Nicaraguan President Daniel Ortega is facing the biggest challenge to his leadership since returning to power in 2007. More than 280 people have been killed since April, but he has so far resisted demands to resign and hold early elections.
Hundreds of protesters marched in Nicaragua’s capital on Saturday in defiance of an iron-fisted crackdown on dissent by President Daniel Ortega that includes a new law threatening them with up to 20 years in prison for “terrorism.”
The rally, for which police were absent, passed off peacefully, unlike in previous days and weeks when Ortega’s police and paramilitary forces violently attacked student demonstrators in Managua and a nearby opposition stronghold city, Masaya, with live ammunition.
More than 280 people have been killed since April in the unrest shaking the small Central American nation of six million people.
“The people united will never be defeated,” yelled the crowd. They reiterated widespread demands that Ortega and his wife, Vice President Rosario Murillo, step down.
Many of those taking part hid their faces behind masks.
But they said they were still turning out despite a law passed last Monday that carries prison terms of 15 to 20 years for those found guilty of vaguely defined actions deemed to constitute “terrorism.”

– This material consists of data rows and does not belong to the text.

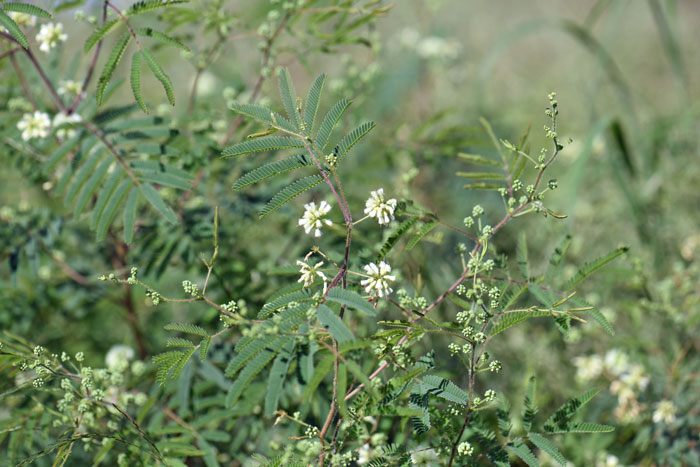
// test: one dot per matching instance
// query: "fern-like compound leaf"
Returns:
(148, 5)
(548, 447)
(289, 96)
(254, 366)
(130, 214)
(162, 37)
(352, 138)
(99, 34)
(13, 29)
(160, 75)
(566, 411)
(312, 101)
(334, 324)
(278, 373)
(187, 328)
(26, 8)
(445, 389)
(329, 122)
(265, 143)
(521, 450)
(272, 169)
(351, 299)
(290, 192)
(135, 80)
(422, 231)
(111, 65)
(593, 266)
(154, 198)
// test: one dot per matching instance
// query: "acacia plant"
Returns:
(347, 362)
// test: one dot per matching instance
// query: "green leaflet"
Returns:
(312, 101)
(597, 315)
(104, 195)
(253, 367)
(351, 299)
(187, 329)
(161, 37)
(91, 186)
(352, 138)
(26, 8)
(529, 405)
(478, 160)
(334, 324)
(136, 80)
(148, 5)
(521, 450)
(289, 97)
(265, 143)
(559, 418)
(277, 303)
(590, 268)
(13, 29)
(99, 34)
(153, 197)
(278, 373)
(523, 261)
(160, 75)
(395, 236)
(508, 320)
(290, 192)
(111, 208)
(329, 122)
(444, 388)
(272, 169)
(320, 371)
(111, 65)
(547, 446)
(422, 231)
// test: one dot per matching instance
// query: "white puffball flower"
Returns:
(665, 412)
(61, 119)
(50, 35)
(36, 125)
(308, 273)
(313, 218)
(117, 358)
(377, 284)
(377, 206)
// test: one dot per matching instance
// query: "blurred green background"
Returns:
(626, 77)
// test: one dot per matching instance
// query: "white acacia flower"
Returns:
(377, 284)
(309, 272)
(665, 412)
(50, 35)
(313, 217)
(69, 87)
(36, 125)
(61, 119)
(377, 206)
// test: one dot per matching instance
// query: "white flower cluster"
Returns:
(308, 273)
(313, 218)
(50, 35)
(36, 125)
(377, 284)
(377, 206)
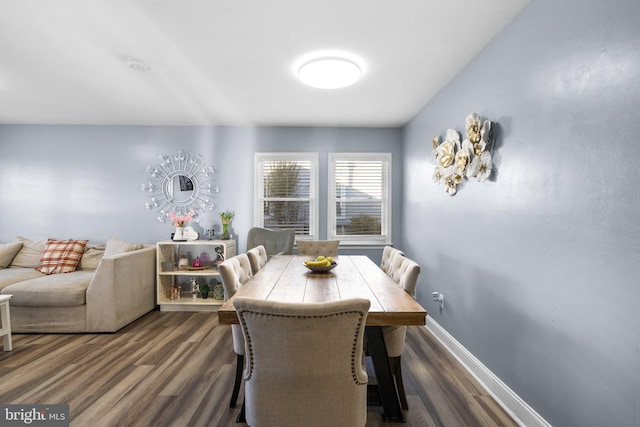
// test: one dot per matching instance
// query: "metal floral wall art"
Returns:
(454, 160)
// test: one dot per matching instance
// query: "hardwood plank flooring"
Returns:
(177, 369)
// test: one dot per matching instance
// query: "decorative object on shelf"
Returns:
(169, 253)
(178, 222)
(175, 291)
(205, 258)
(189, 234)
(218, 291)
(225, 218)
(183, 261)
(204, 290)
(219, 255)
(454, 160)
(195, 288)
(180, 183)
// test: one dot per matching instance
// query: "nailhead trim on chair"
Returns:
(353, 350)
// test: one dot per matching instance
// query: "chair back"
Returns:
(315, 248)
(408, 276)
(304, 362)
(257, 258)
(388, 253)
(235, 272)
(395, 263)
(274, 241)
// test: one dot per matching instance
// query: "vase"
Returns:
(178, 234)
(225, 231)
(218, 291)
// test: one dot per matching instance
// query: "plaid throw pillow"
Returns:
(61, 256)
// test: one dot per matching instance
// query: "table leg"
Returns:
(382, 368)
(5, 331)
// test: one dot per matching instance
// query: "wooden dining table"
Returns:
(285, 278)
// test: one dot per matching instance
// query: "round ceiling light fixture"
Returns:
(138, 64)
(329, 73)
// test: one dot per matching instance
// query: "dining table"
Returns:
(285, 278)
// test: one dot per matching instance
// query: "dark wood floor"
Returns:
(177, 369)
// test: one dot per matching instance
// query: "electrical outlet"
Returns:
(438, 298)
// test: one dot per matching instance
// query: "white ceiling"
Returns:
(231, 62)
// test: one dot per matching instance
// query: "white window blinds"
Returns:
(286, 189)
(359, 197)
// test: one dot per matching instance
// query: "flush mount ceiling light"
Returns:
(329, 73)
(137, 64)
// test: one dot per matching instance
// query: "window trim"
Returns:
(258, 182)
(385, 224)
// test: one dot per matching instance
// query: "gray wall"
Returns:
(83, 182)
(540, 266)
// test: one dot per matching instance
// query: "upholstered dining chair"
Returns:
(394, 336)
(304, 364)
(318, 247)
(257, 258)
(274, 241)
(235, 272)
(388, 254)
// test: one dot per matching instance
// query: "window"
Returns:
(359, 199)
(286, 192)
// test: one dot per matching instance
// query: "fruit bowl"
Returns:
(322, 268)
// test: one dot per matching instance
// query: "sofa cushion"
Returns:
(7, 252)
(61, 256)
(30, 253)
(91, 257)
(57, 290)
(117, 246)
(9, 276)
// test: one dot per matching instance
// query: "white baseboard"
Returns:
(517, 408)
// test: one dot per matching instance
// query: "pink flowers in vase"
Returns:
(179, 220)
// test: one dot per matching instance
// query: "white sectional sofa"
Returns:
(112, 285)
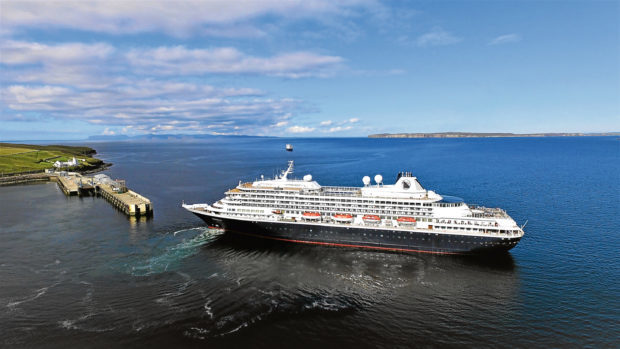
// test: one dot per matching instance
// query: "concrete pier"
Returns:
(115, 192)
(130, 202)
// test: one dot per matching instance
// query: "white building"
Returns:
(61, 164)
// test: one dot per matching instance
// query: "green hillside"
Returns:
(18, 158)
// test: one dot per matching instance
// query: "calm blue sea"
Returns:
(75, 272)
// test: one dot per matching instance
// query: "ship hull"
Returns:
(343, 235)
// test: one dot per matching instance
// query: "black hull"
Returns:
(365, 237)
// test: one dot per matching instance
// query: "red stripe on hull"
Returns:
(395, 249)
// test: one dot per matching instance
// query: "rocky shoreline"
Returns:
(28, 178)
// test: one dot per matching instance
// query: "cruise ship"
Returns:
(403, 217)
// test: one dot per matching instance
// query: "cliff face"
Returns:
(472, 135)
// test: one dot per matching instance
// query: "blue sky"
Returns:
(314, 68)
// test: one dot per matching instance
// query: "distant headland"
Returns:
(486, 135)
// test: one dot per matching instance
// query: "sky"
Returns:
(311, 68)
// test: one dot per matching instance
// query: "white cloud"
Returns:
(505, 39)
(151, 108)
(229, 60)
(21, 52)
(108, 132)
(437, 37)
(300, 129)
(178, 18)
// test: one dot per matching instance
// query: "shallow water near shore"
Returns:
(77, 272)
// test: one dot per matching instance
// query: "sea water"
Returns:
(77, 272)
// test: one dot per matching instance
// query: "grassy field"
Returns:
(16, 158)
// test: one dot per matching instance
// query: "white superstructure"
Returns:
(405, 205)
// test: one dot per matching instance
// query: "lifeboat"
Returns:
(343, 218)
(311, 215)
(371, 218)
(406, 220)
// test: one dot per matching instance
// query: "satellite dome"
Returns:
(366, 180)
(378, 179)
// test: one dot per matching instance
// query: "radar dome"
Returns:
(366, 180)
(378, 179)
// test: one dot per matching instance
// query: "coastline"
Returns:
(28, 178)
(488, 135)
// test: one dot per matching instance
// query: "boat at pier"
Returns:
(402, 216)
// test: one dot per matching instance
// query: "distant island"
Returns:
(483, 134)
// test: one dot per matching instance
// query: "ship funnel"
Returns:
(366, 180)
(378, 179)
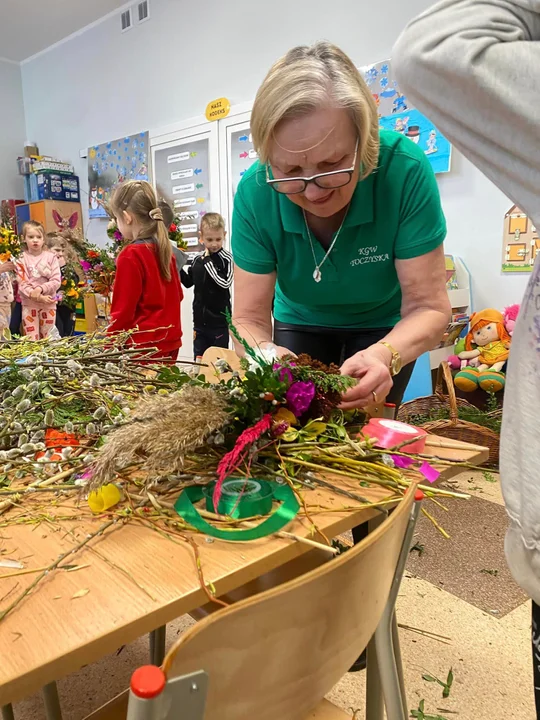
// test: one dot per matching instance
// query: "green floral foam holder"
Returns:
(241, 498)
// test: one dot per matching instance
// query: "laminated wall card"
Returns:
(182, 175)
(110, 164)
(396, 113)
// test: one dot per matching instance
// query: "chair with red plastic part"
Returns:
(275, 655)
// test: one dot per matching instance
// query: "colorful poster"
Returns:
(182, 175)
(243, 155)
(521, 243)
(396, 113)
(110, 164)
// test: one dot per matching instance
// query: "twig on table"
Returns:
(189, 541)
(300, 497)
(352, 496)
(427, 633)
(55, 564)
(119, 568)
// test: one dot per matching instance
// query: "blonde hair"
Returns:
(139, 199)
(32, 224)
(212, 221)
(308, 78)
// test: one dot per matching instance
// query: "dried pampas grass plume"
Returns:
(161, 430)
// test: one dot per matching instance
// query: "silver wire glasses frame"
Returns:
(326, 181)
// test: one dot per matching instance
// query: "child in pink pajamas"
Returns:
(6, 295)
(38, 273)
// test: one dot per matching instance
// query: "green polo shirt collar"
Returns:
(360, 210)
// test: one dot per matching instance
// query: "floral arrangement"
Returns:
(80, 412)
(175, 234)
(99, 266)
(71, 292)
(10, 246)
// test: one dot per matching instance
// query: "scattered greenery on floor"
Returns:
(420, 713)
(446, 685)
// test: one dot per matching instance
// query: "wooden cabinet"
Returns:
(52, 214)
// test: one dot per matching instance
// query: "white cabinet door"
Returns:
(186, 174)
(236, 156)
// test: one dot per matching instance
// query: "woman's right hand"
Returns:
(278, 350)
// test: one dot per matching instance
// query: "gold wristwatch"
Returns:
(395, 363)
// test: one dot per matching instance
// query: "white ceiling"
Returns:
(28, 26)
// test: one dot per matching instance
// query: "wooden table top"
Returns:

“This law doesn’t matter to us,” said one 23-year-old protester who gave her name as Maria. “Its a risk, but as with every big insurrection there’s a risk.”
She added: “The protests aren’t going to stop. We will continue in the streets demanding freedom.”
The legislation bolstered perceptions that Ortega, 72, and his government were acting in increasingly undemocratic ways.
Ortega and Murillo, though, say their government is fighting a “coup” attempt by US-financed “satanic terrorists” and that stern action is required.
Their supporters held a rival rally in Managua on Saturday in which they demanded justice for “victims of terrorism” - mainly for dozens of police officers killed in the months of bloodshed.
Protesters will ‘pay’
The United States, the Organization for American States and the European Union have all condemned the violence in Nicaragua and backed calls for dialogue trying to have Ortega agree to early elections to help solve the crisis.
US Treasury Secretary Steven Mnuchin said as he arrived in Argentina for a G20 meeting of finance ministers that more US sanctions could be leveled at Nicaragua.
Two EU nations, the Netherlands and Luxembourg, announced the suspension of millions of dollars in aid projects to Nicaragua because of the rights violations reported there.
But Ortega is showing no signs of ceding power.
On top of sending his forces out to quash protest hubs, he has dismissed Catholic bishops mediating the talks as biased collaborators with the opposition.
Murillo on Friday also signaled no quarter would be given in punishing those challenging the government.
“We can pardon but never forgive these crimes against Nicaragua,” she said.
She vowed that arrested “coup-mongers” would face justice.
“They have to pay for the destruction of so many lives.”
Economy in peril
On Saturday, rights groups evacuated relatives away from their makeshift camp outside a notorious Managua jail complex called El Chipote where protesters were locked up, as pro-government heavies turned up to intimidate them.
“Masked armed men came and told us that if we didn’t leave they’d kill us,” one woman who didn’t give her name told AFP.
Many of the relatives were mothers and wives of the detainees. They were taken to Managua’s cathedral for shelter.
The unrest in Nicaragua is the biggest challenge to Ortega’s authority since he returned to power 11 years ago.
Until this year, Nicaragua was a relative haven of public safety and economic stability in Latin America.
But the protests and crackdown have put an end to that.
Triggered by ill-judged cuts to the cash-strapped social security system, demonstrations quickly grew into widespread protests cutting across society.
For many - even erstwhile allies and a previously compliant business sector - Ortega’s increasing autocracy and a belief he was grooming Murillo to take over from him were too much, and it was time for him to go.
The opposition says elections originally scheduled for 2021 should be brought forward to next year.
Nicaragua’s economy is fragile and dependent on foreign investors and tourism. Instability means it could soon crumble perilously.
“The problem is that the economic crisis will get even worse and he won’t be able to govern like that. It is impossible that Ortega will make it to 2021,” a sociologist, Oscar Rene Vargas, said.